Virginia’s system of public colleges and universities have long been a source of pride in the commonwealth. But some institutions are sowing the seeds of their destruction. They cannot afford to alienate half the population through their incubation of radical politics and intolerance. People will seek alternatives.

Those alternatives are scarce right now — online learning may substitute for lecture-hall survey classes but not for smaller, more advanced classes — and their is tremendous inertia built into the system. But in a free economy, entrepreneurs will find ways to meet pent-up demand. In the short term, we might see an uptick in interest in culturally conservative institutions like Liberty University, Regent University and Christendom College here in Virginia. In a much more powerful force over the longer term, investment capital will flow to upgrading the online-learning experience.

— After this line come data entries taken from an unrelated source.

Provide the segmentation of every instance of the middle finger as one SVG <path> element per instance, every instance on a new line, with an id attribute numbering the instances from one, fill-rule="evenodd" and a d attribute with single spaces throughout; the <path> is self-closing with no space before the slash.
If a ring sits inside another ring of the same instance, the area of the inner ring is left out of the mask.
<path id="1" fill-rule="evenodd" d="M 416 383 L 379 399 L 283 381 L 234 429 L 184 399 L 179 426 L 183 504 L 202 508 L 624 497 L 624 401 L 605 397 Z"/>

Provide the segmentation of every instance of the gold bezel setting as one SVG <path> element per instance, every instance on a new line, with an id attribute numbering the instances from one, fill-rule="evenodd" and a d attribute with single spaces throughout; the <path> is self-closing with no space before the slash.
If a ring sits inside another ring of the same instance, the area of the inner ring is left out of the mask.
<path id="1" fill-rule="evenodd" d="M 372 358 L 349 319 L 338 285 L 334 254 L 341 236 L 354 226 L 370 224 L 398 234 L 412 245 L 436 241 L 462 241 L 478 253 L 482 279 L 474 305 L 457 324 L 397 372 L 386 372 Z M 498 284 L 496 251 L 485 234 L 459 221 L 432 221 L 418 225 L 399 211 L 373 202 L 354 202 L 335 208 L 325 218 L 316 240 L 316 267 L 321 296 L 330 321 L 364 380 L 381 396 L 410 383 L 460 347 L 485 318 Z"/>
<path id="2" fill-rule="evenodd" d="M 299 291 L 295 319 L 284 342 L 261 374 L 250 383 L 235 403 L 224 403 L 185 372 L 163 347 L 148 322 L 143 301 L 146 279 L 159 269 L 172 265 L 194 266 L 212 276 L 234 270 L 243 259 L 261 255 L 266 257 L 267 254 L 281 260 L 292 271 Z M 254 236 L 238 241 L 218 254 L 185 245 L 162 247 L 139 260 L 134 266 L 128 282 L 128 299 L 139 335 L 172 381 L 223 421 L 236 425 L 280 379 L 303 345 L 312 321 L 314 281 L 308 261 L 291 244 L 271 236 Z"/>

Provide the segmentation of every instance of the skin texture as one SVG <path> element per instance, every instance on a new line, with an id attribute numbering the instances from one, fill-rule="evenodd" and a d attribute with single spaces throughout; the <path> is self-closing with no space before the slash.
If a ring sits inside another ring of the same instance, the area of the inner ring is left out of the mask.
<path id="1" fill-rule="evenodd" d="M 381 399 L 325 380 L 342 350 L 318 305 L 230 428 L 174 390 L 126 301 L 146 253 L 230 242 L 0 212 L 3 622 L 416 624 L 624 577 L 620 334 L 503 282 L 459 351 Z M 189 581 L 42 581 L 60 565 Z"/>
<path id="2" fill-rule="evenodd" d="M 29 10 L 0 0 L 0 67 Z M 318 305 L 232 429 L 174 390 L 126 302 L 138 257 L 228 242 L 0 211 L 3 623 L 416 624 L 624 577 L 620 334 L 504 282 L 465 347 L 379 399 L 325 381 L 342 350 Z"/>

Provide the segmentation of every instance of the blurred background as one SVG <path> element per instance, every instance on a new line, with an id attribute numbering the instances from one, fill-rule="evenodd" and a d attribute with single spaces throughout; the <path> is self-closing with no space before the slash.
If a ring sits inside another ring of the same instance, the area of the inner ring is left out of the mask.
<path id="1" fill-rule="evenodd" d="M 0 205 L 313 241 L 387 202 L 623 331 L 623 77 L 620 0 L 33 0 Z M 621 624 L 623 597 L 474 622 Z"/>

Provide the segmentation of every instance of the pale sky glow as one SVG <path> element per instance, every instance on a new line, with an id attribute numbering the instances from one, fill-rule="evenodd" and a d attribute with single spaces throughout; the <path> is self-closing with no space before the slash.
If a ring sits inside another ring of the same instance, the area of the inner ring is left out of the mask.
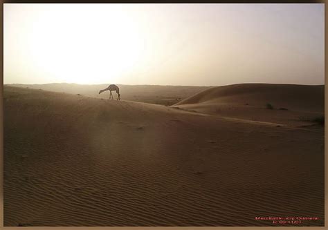
<path id="1" fill-rule="evenodd" d="M 3 82 L 323 84 L 324 9 L 6 3 Z"/>

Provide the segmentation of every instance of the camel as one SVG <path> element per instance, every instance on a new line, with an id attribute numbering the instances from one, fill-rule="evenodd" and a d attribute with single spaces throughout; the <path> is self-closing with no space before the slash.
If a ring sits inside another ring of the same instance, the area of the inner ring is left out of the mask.
<path id="1" fill-rule="evenodd" d="M 105 89 L 100 90 L 99 94 L 102 93 L 104 91 L 107 91 L 107 90 L 109 90 L 109 92 L 111 92 L 111 93 L 109 94 L 109 99 L 111 99 L 111 99 L 113 99 L 113 94 L 111 94 L 111 91 L 116 91 L 116 93 L 118 94 L 118 99 L 117 99 L 118 100 L 120 99 L 120 88 L 118 88 L 118 86 L 116 86 L 116 85 L 109 85 L 109 86 L 108 86 Z"/>

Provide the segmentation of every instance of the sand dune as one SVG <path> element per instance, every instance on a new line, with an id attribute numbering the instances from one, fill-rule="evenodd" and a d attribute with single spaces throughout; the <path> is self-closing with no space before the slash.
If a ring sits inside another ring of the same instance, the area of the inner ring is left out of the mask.
<path id="1" fill-rule="evenodd" d="M 323 116 L 324 99 L 325 86 L 242 84 L 211 88 L 172 106 L 248 121 L 300 126 L 307 120 Z M 268 104 L 273 109 L 268 109 Z"/>
<path id="2" fill-rule="evenodd" d="M 322 113 L 322 86 L 282 86 L 269 102 L 262 86 L 248 86 L 208 90 L 174 106 L 183 109 L 5 86 L 4 225 L 271 226 L 255 218 L 302 216 L 320 220 L 301 226 L 323 226 L 323 128 L 269 118 Z M 203 113 L 248 103 L 257 113 L 266 102 L 289 110 L 264 108 L 258 121 Z"/>
<path id="3" fill-rule="evenodd" d="M 15 87 L 42 89 L 48 91 L 80 94 L 86 97 L 108 99 L 109 93 L 98 94 L 100 89 L 107 88 L 109 84 L 81 85 L 78 84 L 52 83 L 45 84 L 14 84 Z M 125 100 L 147 102 L 170 106 L 181 99 L 210 88 L 208 86 L 122 85 L 120 87 L 121 98 Z M 108 92 L 107 92 L 108 93 Z M 116 95 L 113 93 L 114 97 Z"/>

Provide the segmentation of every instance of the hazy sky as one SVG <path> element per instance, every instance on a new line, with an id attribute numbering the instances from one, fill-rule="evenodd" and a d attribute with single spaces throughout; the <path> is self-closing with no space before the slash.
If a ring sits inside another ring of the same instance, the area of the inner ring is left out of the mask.
<path id="1" fill-rule="evenodd" d="M 323 84 L 324 4 L 4 4 L 4 84 Z"/>

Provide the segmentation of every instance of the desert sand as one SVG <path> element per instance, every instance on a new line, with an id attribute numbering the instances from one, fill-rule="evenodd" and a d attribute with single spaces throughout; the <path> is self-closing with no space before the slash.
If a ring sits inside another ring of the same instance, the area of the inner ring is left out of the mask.
<path id="1" fill-rule="evenodd" d="M 5 86 L 3 103 L 5 226 L 324 225 L 324 86 L 171 106 Z"/>

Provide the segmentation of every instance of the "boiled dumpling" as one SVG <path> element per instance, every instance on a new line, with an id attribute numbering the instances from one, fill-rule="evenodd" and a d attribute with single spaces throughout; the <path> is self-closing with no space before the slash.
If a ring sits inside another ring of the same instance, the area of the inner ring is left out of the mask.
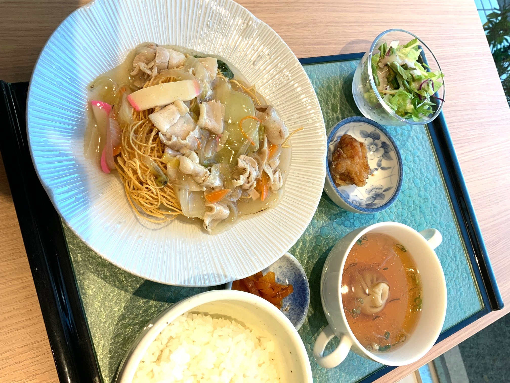
<path id="1" fill-rule="evenodd" d="M 361 270 L 354 273 L 353 292 L 361 298 L 362 314 L 375 314 L 383 308 L 390 295 L 390 286 L 380 273 L 371 270 Z"/>

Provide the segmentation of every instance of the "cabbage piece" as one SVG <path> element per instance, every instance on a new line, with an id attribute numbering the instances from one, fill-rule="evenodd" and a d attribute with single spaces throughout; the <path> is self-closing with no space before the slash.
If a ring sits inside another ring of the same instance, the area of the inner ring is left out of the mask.
<path id="1" fill-rule="evenodd" d="M 190 218 L 203 218 L 206 213 L 203 192 L 191 192 L 187 187 L 174 187 L 175 196 L 181 204 L 181 209 Z"/>

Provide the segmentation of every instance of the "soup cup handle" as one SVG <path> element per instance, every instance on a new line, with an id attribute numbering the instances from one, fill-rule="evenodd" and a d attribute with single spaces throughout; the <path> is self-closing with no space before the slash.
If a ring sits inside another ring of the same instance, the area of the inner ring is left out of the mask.
<path id="1" fill-rule="evenodd" d="M 427 240 L 432 249 L 437 248 L 443 242 L 443 236 L 439 230 L 436 229 L 425 229 L 420 231 L 420 234 Z"/>
<path id="2" fill-rule="evenodd" d="M 335 336 L 333 329 L 328 325 L 321 331 L 314 345 L 314 357 L 317 364 L 324 368 L 333 368 L 338 366 L 344 361 L 349 353 L 352 342 L 345 335 L 342 335 L 340 339 L 340 344 L 331 353 L 323 356 L 324 349 L 328 342 Z"/>

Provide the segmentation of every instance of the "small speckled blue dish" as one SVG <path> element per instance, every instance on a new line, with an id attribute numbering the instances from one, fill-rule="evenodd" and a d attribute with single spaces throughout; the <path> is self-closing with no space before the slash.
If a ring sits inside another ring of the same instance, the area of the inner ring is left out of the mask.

Advances in technology favor the innovators, not lumbering colossi wedded to the pedagogical status quo, encumbered by massive bureaucracies, and strait-jacketed by the social-justice paradigm. There is no reason why higher education can’t be liberated from the universities themselves, be they public, private, online, in-person, radical or conservative. One day, I predict, free-lance teacher/entrepreneurs will emerge to inculcate discrete bodies of knowledge one course at a time, and accrediting organizations will be created to affirm their educational value.

The campus radicals have reached their high tide. But their declining value proposition to students (and parents who pay their tuition) is becoming increasingly visible to all. In the digital era, they will be disintermediated eventually.